Home > other >  About pandas reads the chunk cannot obtain raw data first message
About pandas reads the chunk cannot obtain raw data first message

Time:10-03

Consult everybody a great god, and I was in a CSV file read choose to use the chunk to reads the data, but I found that the chunk does not get the first line of the chunk of data, seems to be the first data by default for the chunk _info_axis,
Want to consult everybody a great god this kind of situation is there a way to make me the chunk block to obtain the first data
?The code is as follows:
With the open (' OD2011_ForCluster. CSV ', 'w') as csv_file:
Writer.=the CSV writer (csv_file)
Reader=pd.
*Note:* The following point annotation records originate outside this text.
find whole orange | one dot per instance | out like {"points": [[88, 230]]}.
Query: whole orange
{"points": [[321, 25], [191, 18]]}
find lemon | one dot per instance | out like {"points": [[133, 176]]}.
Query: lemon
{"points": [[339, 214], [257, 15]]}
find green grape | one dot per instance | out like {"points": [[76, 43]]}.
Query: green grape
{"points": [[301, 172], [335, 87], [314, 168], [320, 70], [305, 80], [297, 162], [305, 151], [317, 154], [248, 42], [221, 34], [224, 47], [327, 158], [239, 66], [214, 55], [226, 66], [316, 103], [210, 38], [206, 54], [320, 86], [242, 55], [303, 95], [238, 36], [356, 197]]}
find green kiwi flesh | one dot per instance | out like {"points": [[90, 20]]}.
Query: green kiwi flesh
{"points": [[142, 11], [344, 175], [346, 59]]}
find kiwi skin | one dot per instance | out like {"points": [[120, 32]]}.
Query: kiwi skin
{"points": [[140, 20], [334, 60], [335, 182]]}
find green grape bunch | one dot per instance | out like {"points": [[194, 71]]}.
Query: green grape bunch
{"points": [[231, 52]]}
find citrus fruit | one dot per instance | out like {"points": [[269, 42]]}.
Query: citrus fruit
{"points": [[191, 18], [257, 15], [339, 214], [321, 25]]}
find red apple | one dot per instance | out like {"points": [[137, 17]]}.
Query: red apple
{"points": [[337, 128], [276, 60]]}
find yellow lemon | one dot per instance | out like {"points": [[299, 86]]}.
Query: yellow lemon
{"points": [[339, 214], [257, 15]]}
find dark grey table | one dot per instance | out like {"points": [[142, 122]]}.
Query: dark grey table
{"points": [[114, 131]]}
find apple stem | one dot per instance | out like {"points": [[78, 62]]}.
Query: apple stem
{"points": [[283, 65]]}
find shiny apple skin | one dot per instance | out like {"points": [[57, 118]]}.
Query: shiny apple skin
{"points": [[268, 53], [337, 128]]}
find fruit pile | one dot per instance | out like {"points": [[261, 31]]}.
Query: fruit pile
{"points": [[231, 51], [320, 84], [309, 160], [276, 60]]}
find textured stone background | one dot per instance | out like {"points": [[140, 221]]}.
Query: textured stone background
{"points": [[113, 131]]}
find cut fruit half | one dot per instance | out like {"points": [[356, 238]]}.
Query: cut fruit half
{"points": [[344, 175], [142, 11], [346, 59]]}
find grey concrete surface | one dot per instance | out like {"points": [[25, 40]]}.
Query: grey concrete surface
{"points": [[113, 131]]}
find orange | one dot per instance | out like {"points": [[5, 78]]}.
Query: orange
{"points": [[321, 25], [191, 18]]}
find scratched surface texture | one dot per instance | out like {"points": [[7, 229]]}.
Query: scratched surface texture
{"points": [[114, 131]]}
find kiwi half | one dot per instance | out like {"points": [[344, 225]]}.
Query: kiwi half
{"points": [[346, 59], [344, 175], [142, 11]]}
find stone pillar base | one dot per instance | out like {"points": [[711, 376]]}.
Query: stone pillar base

Read_csv (r 'OD2011_ALL. CSV', the iterator=True, encoding='GBK', skiprows=None)
Loop=True
ChunkSize=8000000 # 4000000
The while loop:
Try:
CalculateNum=[',
0, 0, 0, 0, 0, 0, 0, 0, 0, 0,
0, 0, 0, 0, 0, 0, 0, 0, 0, 0,
0, 0, 0, 0, 0, 0, 0, 0, 0, 0,
0, 0, 0, 0, 0, 0, 0, 0, 0, 0,
0, 0, 0, 0, 0, 0, 0, 0, 0, 0,
0, 0, 0, 0, 0, 0, 0, 0, 0, 0,
0, 0, 0, 0, 0, 0, 0, 0, 0, 0,
0, 0, 0, 0, 0, 0, 0, 0, 0, 0,
0, 0, 0, 0, 0, 0, 0, 0, 0, 0,
0, 0, 0, 0, 0, 0, 0, 0, 0, 0,
0, 0, 0, 0, 0, 0, 0, 0, 0, 0,
0, 0, 0, 0, 0, 0, 0, 0, 0, 0,
0, 0, 0, 0, 0, 0, 0, 0, 0, 0,
0, 0, 0, 0, 0, 0, 0, 0, 0, 0,
0, 0, 0, 0, 0, 0, 0, 0, 0, 0,
0, 0, 0, 0, 0, 0, 0, 0, 0, 0,
0, 0, 0, 0, 0, 0, 0, 0]
The chunk=reader. Get_chunk (chunkSize)
For I in range (0, len (the chunk) - 2) :
If (the chunk. Iat [I, 1)==the chunk. The iat [I + 1, 1]) :
KeyHour=int (the chunk. Iat [6] I, - 19) * 24 + (the chunk. The iat [8] I,/3600)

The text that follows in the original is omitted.